Los albicelestes llevan la ventaja en la estadística sudamericana pero los verdeamarillos se acercan

Maradona
Diego Maradona con la camiseta de Brasil para un spot publicitario: supuestamente era una pesadilla de Diego.

Durante décadas, el gran clásico del fútbol sudamericano fue Uruguay-Argentina, y así lo reflejaban la estadística y la tradición de la Copa América, donde la batalla del Río de la Plata se fijaba casi siempre para la última fecha, pues definía el título. Brasil, en tanto, era solo el tercero en discordia y se imponía nada más cuando jugaba en su casa.
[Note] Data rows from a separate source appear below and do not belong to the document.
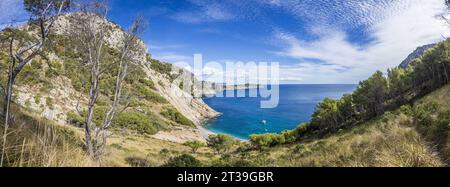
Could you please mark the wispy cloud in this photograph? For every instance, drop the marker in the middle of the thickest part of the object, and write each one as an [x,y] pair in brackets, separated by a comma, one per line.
[397,29]
[205,11]
[12,12]
[172,57]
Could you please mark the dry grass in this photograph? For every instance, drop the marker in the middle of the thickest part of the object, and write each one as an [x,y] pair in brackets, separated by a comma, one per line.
[376,144]
[123,150]
[34,142]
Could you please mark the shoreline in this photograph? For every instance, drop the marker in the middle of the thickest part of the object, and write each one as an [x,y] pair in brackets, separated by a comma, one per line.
[204,132]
Pero todos sabemos lo que pasó después: Brasil creció y comenzó a ganar mundiales, en tanto Uruguay perdía su viejo sitial. Y así fue que un día comenzó a hablarse de Argentina-Brasil como “el gran clásico sudamericano”. Es difícil precisar cuándo fue, porque los verdeamarillos recién ganaron su primera Copa América en terreno ajeno en 1999.

Lo más probable es que la gran rivalidad haya nacido en la Copa del Mundo, porque sus caminos se cruzaron varias veces en poco tiempo: 1974, 1978, 1982 y 1990. Y hubo episodios como para echar leña al fuego de las pasiones. En el 78 empataron, pero luego Argentina eliminó a Brasil haciéndole seis goles a Perú, un resultado que los norteños siempre sospecharon como un arreeglo. En España 82 Brasil venció con baile e incluso expulsaron a Diego Maradona. Y en Italia 90 dominaron ampliamente los de la CBF, pero Maradona se mandó una enorme jugada, le dio el gol a Claudio Caniggia y chau.

En el resumen general de enfrentamientos, Brasil ganó 43 encuentros, Argentina 38 y empataron 25. Por la Copa América, en cambio, los albicelestes dominan la estadística, con 15 victorias contra 10 y ocho empates.

Claro que Argentina hizo su diferencia en el siglo XX, porque en los últimos tiempos Brasil tiene ventajas. El último triunfo argentino se registró en la ronda final de 1991, su penúltimo título. Brasil, en tanto, ganó 2-0 la semifinal de 2019, torneo que quedó en sus manos. Para ser campeón en 1993, además, los argentinos eliminaron a los brasileños en cuartos de final, pero por penales, cuando en las definiciones marcaba su ley el arquero Sergio Goicoechea.

Jugaron tres finales: en 1937 se impuso Argentina 2 a 0 en Buenos Aires (ver aparte); en Lima 2004 lo hizo Brasil por penales y volvió a hacerlo en Maracaibo 2007 por un amplio 3 a 0. La de mañana será entonces el cuarto mano a mano decisivo.

Estos últimos resultados fueron impactantes por sus características: en 2004, los argentinos vencían 2-1 y Adriano lo empató cuatro minutos pasada la hora; en 2007, Argentina llegó a la final goleando y Brasil a los tumbos (casi pierde con Uruguay por penales la semifinal) pero frente a frente lo definió con holgura.

Cuando la Copa se jugó por series en todo el continente, se registró el curioso caso que ambos rivales integraron el mismo grupo tres veces seguidas, en 1975, 1979 y 1983, y siempre se clasificó Brasil.

Otro episodio famoso se registró en los cuartos de final de Uruguay 1995, cuando jugaron en Rivera. Brasil logró el empate luego que el delantero Tulio bajara la pelota con la mano. Fueron a penales y se impusieron los de la CBF.